Lorogh felt near five feet tall at this point, and whirled like a dervish with his sword. The blade turned and spun like a rotary blade, cutting through bone and putrid flesh alike as if he were clearing the grass of a green lawn. The bones parted against his silvery sword, turning into shards of shrapnel. Eventually, however, all good battles came to an end, and so it was when the shards of bone left strewn about suddenly came to life. Their sharpness forged in the violence unleashed against them, they all careened for the position of Lorogh, stabbing him from a thousand different angles.
Lorogh shuddered as each bone shard pierced his hauberk, digging their way into his flesh. He could already feel his control slipping away, as the necromantic giant that controlled them all began playing with him, as if he were their new puppet. Lorogh danced a strange dance then, almost as if he existed only for the amusement of the necromantic overlord. The dance was not like that which he'd been engaged in just prior. It was more of a merry jig, which he danced along with the rest of hte marrows, which continued to rise from the snowy fields all around.
Music began to play from somewhere in the distance, an understated whistle and whine that called to his bones to move.
It was around this time that Lorogh woke up.
He was startled awake by the shaking of one of his fellow soldiers, and the sudden stoppage of the wagon he was riding upon. "Lorogh! We've arrived. It's time to dig the ice moat, says Sergeant..."
Lorogh grunted as he rose from his prone state, and saw the darkness all around them. It was night-time, or else dawn. Possibly not the best time to be digging ice out for a moat, or some other defensible position. In fact, moats in the Winter Reach were not very common at all, given that the snowfall often rendered their defenseiveness moot. But he obeyed the orders of his Sergeant, as ever. Perhaps engaging in some menial task would purge the memories of blood and carnage from his mind, as he went forward to set up the defensive position for the village they were defending.
He could only hope that such horrors as weighed upon his mind would pass in time. For the time that was now, he could grab a shovel, and daydream about being back at his workshop, with no battles to fight and no blood to shed.
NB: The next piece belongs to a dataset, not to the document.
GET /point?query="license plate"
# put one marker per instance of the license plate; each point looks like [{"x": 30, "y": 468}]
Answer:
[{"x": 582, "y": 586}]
Perhaps he wasn't cut out for a soldier's life afterall? Or perhaps he'd get used to the whole killing part of it. He didn't like killing men, he decided. Monsters were much better targets, as were fixed fortifications. He could only hope that the lines held from now on, and he wasn't made to fight blooded soldiers again...
Anyway, there would be time enough for worrying later. For now, he endured the cold and dug trenches with the rest of the men.